Surly book editor Charlie Lastra, thorn in Nora’s side since a mutual bad first impression years ago, is inexplicably summering in this random North Carolina town as well. And when they wind up in an unexpected Dusty collaboration, which conflicts with Libby’s pre-baby bucket list, Nora finds herself pulled between the most important person in her life—and someone who has the potential to become a close second.

This is Henry’s third romance to take place over a summer (like last year’s People We Meet on Vacation) and second to exist in the Venn diagram of publishing folks’ seasonal wind-down (after her 2020 debut Beach Read). But despite any surface-level similarities to the latter’s premise, in which romance author January Andrews and literary wunderkind Augustus Everett challenge each other to switch writing genres, Book Lovers might as well exist in a different section of the proverbial bookstore.

Beach Read played into that rom-com Pavlovian delight that is watching opposites attract, but for so many of us that’s pretty unlikely. Even Sally Thorne’s The Hating Game, with its slightly kinky enemies-to-lovers publishing dynamic that makes it a close comp to this, emphasizes the lovers’ every difference from height to attire to sunshine/grump personas. Book Lovers reassures readers that it’s OK to fall for someone who’s not just similar to you but is basically the male version of you down to every ruthlessly ambitious bone and unapologetic adoration for metropolitan life—that is, every “worst” aspect of you that compels others to leave.

Yet the novel also continues a growing trend in contemporary romance that I hope is here to stay, wherein the love affair isn’t the only heartstring being tugged. For most of the novel, in fact, Nora is more emotionally invested in the fact that she and Libby have grown apart, with her main motivation being to bridge that distance and fix whatever it is that saddens or panics her baby sister—despite the “baby” expecting her third child. The friction between these opposites drives the plot, never pitting one life path against a drastically different one but instead exploring the tension of diverging wants.

Nora’s run-ins with Charlie are at first incidental, though despite their charmless first meeting, they seem to have readily established the romance trope of epistolary courting—here, with self-published Bigfoot erotica via work email. Moments like this briefly strain credulity only because of how stridently Nora opposes the barest glimmer of a made-for-TV-movie formula. Yet that seems to be Henry’s point—that the old adage about the truth being stranger than fiction applies even (or especially) to love stories.

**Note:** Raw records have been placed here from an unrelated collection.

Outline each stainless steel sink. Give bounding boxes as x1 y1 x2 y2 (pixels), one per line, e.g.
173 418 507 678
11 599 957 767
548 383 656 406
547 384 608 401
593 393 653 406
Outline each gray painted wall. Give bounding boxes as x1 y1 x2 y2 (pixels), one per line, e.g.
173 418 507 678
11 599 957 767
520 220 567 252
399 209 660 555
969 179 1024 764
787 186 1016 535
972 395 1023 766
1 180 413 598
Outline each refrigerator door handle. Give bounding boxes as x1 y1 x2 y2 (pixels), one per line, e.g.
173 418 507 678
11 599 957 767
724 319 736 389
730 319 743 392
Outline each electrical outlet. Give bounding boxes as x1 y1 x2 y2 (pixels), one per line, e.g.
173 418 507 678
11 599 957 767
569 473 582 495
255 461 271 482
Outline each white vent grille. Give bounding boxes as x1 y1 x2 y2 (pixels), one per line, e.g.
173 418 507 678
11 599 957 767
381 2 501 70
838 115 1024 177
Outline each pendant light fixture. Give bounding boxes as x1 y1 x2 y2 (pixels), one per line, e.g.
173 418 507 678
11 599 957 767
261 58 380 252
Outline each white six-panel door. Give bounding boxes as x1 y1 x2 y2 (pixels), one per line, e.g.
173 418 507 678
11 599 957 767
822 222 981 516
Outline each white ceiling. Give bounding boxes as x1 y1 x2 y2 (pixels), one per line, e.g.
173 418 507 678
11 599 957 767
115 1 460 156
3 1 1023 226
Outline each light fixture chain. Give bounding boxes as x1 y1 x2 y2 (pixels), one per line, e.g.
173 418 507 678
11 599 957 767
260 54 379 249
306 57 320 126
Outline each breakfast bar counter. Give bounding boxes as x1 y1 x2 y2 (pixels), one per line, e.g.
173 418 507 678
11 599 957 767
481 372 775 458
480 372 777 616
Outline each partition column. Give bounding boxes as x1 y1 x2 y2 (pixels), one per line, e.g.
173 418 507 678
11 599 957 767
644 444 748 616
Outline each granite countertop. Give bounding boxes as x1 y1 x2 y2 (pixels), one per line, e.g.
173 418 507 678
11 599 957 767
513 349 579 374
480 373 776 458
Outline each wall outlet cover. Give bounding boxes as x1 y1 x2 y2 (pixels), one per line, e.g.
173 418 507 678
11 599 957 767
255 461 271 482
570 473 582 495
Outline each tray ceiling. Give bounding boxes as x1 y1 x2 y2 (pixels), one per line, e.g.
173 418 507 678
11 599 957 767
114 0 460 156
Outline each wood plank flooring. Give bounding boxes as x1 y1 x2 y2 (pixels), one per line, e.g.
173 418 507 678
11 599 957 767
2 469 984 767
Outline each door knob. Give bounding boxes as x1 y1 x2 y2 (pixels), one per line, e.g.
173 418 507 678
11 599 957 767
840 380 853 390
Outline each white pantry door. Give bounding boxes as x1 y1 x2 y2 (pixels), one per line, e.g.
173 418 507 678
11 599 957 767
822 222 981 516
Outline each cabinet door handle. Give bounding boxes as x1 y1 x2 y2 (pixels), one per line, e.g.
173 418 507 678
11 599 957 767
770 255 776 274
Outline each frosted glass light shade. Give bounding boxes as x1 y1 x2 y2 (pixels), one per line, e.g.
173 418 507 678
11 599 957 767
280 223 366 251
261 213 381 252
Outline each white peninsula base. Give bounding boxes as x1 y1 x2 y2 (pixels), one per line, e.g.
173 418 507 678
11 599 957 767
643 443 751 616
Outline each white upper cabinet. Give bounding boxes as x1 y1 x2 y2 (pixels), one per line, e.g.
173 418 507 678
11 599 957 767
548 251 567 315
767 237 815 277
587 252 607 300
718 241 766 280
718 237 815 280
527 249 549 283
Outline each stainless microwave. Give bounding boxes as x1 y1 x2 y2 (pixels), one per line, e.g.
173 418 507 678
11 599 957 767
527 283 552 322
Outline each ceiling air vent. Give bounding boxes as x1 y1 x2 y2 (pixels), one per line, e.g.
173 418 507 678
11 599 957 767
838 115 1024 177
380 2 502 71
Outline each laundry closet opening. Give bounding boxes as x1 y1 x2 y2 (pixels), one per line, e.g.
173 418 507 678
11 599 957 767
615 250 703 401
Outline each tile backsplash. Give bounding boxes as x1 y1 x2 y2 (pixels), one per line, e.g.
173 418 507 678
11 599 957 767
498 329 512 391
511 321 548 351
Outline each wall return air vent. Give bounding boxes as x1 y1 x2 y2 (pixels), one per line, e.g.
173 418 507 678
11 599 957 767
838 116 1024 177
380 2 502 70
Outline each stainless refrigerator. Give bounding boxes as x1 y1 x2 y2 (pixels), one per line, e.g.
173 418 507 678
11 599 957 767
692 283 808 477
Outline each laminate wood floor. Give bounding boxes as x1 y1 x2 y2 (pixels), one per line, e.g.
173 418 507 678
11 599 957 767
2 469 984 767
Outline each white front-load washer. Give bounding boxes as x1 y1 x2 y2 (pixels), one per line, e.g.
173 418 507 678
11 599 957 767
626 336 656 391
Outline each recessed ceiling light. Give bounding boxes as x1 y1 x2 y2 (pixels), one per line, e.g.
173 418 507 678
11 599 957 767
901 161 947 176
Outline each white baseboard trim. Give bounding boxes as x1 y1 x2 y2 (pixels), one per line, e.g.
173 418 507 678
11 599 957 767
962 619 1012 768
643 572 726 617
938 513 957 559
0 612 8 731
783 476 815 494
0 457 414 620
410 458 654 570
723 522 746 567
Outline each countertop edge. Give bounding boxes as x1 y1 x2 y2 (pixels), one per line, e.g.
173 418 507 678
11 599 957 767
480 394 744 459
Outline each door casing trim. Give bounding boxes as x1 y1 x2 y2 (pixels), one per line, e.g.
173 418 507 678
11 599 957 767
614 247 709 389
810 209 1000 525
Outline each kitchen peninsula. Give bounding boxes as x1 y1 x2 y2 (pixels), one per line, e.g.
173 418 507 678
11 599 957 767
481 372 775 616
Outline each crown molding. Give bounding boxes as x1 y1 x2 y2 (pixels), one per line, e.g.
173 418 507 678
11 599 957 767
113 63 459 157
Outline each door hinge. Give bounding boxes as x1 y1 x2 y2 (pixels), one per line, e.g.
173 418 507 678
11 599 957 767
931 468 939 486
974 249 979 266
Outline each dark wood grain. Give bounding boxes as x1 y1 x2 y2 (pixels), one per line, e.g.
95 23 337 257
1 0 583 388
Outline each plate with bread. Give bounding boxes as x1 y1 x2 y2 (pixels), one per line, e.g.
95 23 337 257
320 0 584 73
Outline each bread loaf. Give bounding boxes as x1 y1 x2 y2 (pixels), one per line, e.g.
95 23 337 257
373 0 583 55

I was at first skeptical of setting another novel in the publishing world, to the point where I don’t know how I would have reacted to a January/Augustus Easter egg, but about two-thirds through, it clicked: Beach Read subverts genre snobbery by way of the derision directed at anything written by women, but Book Lovers takes a red pen to supposedly universal romance tropes—again, not wholly excising, but figuring out how they can actually jibe with reality.

The trickiest part of romance is sticking the landing. If readers expect an HEA but your whole book is predicated on life not always ending on a happy note, how do you reconcile the two? There’s a part of me that wonders, if Book Lovers had been written to lean more into the literary fiction side of things, if it might have turned out differently. That said, Henry pulls off an ending that both fulfills the genre tropes while still surprising this teary-eyed reader.

Book Loversis available now from Berkley Books.